Why is Deep Learning a good approach to this problem?

The issue of fake reviews is best solved by Deep Learning for many reasons. Firstly, with the growing accuracy of models like GPT2, machine-generated text can more and more easily fool humans: a person browsing Amazon today could have great difficulty identifying fake reviews. Secondly, scale is an important factor. Amazon identifies millions of fake reviews each month: humans cannot possibly keep up with the number being created. Thirdly, because fake reviews are so similar to human-generated text, the task of identifying fake reviews is complex, requiring the consideration of many thousands of parameters.

What is your dataset? Are there any concerns about how it was collected, or labeled? Is it representative? What kind of underlying historical or societal biases might it contain?

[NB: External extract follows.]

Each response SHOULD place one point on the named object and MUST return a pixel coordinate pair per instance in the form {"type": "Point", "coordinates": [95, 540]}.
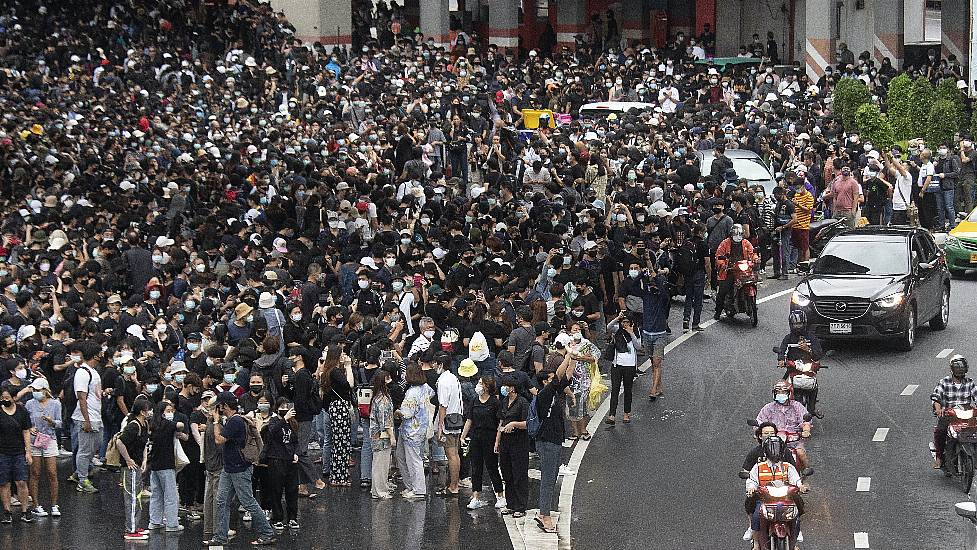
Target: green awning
{"type": "Point", "coordinates": [723, 62]}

Our dataset is a dataset made from GPT-2 based on the paper. There are no concerns about how it was labeled. It is representative of the problem we are trying to model, with 20,000 real and 20,000 fake reviews. The biases that it may contain include the biases included in reviews that are then perpetuated into the GPT-2 model that created the fakes.

Who are the major “stakeholders” in this problem, and what are the consequences of mistakes made by your algorithm?

The major stakeholders are both users trying to detect fake reviews and companies trying to remove them as well.

How are you planning to quantify or measure error or success? What implications does your quantification have?

Our success will be based on the proportion of reviews that we can correctly identify as real or fake. This ability could be important to eliminate the ability to purchase fake reviews on Amazon or other platforms.

Add your own: if there is an issue about your algorithm you would like to discuss or explain further, feel free to do so.